En tant que protestants Réformés, il se peut que nous ayons des problèmes particuliers avec l’Esprit Saint. Nous pourrions envier à nos frères et sœurs orthodoxes leur spiritualité très intense. Elle leur permet de comprendre plus facilement ce que le récit de Luc veut dire en parlant d’une apparition corporelle de l’Esprit. Il est évident qu’il n’est pas question d’un oiseau concret qui se serait posé sur Jésus. Mais c’est important de se rappeler que l’évangile nous parle en images et en symboles. Le fait que l’Esprit nous soit présenté sous la forme d’une colombe, veut nous dire que, lorsque l’Esprit de Dieu vient dans ce monde, il vient sans aucune violence, aucune agressivité. Au contraire, il approche avec la douceur, la délicatesse, la finesse, la légèreté d’une colombe. Pourtant, il ne passe pas inaperçu. Il se fait sentir très concrètement. Cet Esprit de Dieu vient pour agir, pour opérer un changement concret. Et, en effet, il a déjà changé bien des vies, et ceci complètement ! Rappelons-nous ce berger tranquille qu’était Moïse dans les vastes pâturages au pied du Sinaï, avant que le souffle de l’Esprit ne l’ait poussé vers l’Égypte. Pensons aussi à David, le dernier fils de Jessé, petit berger tout jeune, choisi pour devenir le roi d’Israël. Sans oublier tant d’autres témoins, tant de martyrs de la foi, qui, poussés par l’Esprit de Dieu, ont largement dépassé les limites de leurs propres facultés pour être au service de leur Seigneur et de son Église, pour vivre leur témoignage particulier. Quand Luc parle d’une apparition corporelle de l’Esprit de Dieu, il pense donc à cette expérience très concrète que fera celui qui le rencontre : une expérience qui, d'ailleurs, n’est pas du tout réservée au Fils de Dieu seul. Luc en parle pour nous dire : Oui, cette expérience corporelle et concrète est destinée à chacun de celles et de ceux qui suivent le Christ. Cette expérience concrète nous attend, nous aussi, nous toutes et nous tous qui avons reçu le baptême !

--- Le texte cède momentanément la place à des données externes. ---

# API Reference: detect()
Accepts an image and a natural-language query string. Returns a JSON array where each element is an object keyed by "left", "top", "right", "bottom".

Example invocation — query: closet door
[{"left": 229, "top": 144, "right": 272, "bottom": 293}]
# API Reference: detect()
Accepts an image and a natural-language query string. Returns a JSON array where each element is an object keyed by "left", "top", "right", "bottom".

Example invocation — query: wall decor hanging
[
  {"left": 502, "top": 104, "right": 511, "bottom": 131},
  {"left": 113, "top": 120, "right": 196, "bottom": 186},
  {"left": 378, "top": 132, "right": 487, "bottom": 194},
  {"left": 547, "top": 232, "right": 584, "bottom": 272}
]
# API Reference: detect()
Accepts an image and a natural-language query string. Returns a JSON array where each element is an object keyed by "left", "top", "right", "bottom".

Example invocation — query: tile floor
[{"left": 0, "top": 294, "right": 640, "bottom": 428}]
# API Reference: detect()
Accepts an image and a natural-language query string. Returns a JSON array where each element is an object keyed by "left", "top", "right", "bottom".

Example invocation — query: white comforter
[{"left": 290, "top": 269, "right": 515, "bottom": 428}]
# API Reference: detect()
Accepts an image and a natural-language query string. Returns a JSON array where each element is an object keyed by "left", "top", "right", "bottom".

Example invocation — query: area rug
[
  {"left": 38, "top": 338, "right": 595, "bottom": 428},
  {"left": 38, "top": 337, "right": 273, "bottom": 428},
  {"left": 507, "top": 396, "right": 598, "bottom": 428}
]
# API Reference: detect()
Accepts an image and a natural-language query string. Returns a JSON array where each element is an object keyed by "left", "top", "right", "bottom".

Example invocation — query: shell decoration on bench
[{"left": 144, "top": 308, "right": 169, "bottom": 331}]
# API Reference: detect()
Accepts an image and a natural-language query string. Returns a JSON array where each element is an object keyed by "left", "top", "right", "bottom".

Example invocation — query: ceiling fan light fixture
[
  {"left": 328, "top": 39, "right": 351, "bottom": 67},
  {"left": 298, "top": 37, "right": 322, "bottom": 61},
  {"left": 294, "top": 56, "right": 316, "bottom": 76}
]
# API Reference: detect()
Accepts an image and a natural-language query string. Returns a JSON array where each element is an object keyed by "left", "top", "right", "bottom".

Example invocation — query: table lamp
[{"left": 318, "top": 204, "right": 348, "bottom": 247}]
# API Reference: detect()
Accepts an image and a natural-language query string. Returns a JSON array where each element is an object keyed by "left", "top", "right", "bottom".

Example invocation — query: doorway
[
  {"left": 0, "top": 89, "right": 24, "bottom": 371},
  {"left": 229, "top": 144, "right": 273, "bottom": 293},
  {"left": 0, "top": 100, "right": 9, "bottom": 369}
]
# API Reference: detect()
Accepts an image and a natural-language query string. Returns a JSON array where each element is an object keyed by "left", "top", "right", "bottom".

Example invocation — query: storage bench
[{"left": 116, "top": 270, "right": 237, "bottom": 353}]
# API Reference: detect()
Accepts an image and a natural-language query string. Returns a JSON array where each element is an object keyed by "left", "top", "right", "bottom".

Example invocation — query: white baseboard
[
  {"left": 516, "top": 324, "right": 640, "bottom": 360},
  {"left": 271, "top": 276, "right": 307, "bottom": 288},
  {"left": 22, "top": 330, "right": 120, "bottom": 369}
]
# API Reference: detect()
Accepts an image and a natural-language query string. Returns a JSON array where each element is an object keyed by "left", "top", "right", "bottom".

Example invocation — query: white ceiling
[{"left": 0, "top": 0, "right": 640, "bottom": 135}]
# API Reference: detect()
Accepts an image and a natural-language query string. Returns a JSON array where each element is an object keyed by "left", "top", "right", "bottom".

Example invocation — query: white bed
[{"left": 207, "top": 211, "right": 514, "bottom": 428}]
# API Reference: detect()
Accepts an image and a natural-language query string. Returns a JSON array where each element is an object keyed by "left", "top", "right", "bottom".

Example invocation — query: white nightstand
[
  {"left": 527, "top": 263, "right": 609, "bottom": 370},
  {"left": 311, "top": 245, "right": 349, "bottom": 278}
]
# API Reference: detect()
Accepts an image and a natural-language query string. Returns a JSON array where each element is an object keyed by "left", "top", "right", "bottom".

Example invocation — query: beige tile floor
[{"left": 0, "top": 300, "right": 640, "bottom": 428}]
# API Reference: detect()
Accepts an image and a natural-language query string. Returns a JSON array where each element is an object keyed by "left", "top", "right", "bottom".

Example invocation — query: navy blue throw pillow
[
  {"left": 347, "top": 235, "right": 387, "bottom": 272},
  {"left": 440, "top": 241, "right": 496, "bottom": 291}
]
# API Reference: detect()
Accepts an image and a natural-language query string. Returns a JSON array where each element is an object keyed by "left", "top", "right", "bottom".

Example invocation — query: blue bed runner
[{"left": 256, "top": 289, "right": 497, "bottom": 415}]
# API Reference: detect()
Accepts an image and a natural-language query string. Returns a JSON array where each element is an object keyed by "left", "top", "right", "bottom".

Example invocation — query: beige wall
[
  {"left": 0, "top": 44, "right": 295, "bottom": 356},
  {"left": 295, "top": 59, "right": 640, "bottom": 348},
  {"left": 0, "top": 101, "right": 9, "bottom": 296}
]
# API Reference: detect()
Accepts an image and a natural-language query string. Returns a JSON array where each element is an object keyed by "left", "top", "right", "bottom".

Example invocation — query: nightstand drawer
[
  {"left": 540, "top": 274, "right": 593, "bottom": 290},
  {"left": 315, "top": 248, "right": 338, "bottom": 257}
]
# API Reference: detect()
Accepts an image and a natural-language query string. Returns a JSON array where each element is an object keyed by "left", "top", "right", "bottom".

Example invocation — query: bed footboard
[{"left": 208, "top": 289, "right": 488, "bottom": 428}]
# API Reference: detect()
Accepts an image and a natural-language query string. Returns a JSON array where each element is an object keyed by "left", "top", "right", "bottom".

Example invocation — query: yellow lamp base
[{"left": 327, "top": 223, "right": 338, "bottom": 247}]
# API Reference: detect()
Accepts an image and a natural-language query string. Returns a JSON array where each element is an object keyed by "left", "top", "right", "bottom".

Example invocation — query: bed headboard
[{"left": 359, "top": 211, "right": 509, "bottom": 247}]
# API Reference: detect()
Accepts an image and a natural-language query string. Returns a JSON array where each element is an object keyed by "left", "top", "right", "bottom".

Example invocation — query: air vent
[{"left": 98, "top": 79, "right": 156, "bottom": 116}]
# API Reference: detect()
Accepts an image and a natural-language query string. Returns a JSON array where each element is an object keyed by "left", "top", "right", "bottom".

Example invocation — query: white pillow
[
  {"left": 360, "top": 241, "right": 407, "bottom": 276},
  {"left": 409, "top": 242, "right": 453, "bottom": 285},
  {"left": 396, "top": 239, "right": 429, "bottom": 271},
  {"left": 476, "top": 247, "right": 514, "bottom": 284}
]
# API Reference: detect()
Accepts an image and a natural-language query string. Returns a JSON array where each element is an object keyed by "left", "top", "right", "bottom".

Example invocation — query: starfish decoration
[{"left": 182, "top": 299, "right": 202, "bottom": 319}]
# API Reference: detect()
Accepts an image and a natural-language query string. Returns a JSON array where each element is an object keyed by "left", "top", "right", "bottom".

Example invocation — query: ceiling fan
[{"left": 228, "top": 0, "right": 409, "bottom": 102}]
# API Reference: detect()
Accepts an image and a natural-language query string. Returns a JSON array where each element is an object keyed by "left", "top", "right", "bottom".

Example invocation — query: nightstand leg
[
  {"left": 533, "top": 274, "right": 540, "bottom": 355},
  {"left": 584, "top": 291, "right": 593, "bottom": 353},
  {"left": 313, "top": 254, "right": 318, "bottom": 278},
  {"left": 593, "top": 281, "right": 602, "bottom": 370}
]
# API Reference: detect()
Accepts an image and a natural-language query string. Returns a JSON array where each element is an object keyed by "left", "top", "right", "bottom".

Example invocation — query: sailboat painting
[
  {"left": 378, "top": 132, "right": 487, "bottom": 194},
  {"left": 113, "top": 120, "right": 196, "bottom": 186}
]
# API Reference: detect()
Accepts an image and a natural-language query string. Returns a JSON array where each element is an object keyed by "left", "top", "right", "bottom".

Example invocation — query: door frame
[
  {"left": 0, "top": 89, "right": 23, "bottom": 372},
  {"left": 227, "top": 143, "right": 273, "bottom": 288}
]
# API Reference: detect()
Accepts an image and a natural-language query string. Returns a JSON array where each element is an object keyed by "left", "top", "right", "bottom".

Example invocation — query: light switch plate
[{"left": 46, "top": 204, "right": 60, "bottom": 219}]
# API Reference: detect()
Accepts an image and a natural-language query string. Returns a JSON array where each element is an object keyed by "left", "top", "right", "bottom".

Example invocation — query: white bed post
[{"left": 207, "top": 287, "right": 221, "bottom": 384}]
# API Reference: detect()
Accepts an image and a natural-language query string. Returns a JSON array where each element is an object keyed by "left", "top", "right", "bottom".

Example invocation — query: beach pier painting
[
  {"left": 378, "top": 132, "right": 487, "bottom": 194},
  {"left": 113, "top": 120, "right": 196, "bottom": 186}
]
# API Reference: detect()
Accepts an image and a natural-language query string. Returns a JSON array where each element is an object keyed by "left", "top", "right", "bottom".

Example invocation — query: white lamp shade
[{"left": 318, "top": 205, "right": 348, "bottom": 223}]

- Avec cela, nous sommes déjà en présence du troisième élément du baptême de Jésus, de ce que j’ai appelé « adoption ».
Il est à noter que ce terme n’est pas de moi ! Les historiens parlent avec ce mot, de la formule : « Tu es mon fils, moi, aujourd’hui, je t’ai engendré », qui se trouve un peu partout dans la littérature de l’Orient classique. Elle est déjà dans les Psaumes, en particulier le Psaume 2, verset 5. C’est une formule qui faisait partie d’un rite très répandu. Cela servait à instituer la personne concernée dans ses droits de succession ou de fils, ou même de roi.
Alors, on peut imaginer ce que cela signifie pour le baptême de Jésus : Jésus, dès ce moment, exerce le pouvoir du Père. C’est lui qui remet les péchés, et ils sont remis, c’est lui qui accorde la grâce, et la grâce est accordée. Ici et maintenant. Et quand il donne son amour sans limites, c’est que dorénavant, au nom de Dieu, il n’y a plus rien d’autre que cet amour sans limites ! Et cela nous renvoie à notre propre baptême : lorsque nous sommes baptisés, on ne commémore pas seulement le baptême de Jésus, mais chaque baptisé entre dans la famille de l’Eglise, et il est en quelque sorte « adopté » dans ce sens biblique - adopté par Dieu ! Dieu nous dit comme il l'a dit à Jésus : Voici que je te donne mon esprit d’amour, ma puissance créatrice, mon esprit de paix pour que tu deviennes mon témoin, en paroles et en actes. Il me semble que le récit de Luc nous est donné pour nous faire comprendre notre propre baptême - et comment pratiquer très concrètement les conséquences de notre baptême : Dans la prière, dans la puissance de l’Esprit, et dans notre responsabilité comme témoins de l’Evangile de son amour, dans le monde où nous vivons.
Amen.
Cornélia Masi et Agnès Adeline-Schaeffer, le 13 janvier 2019.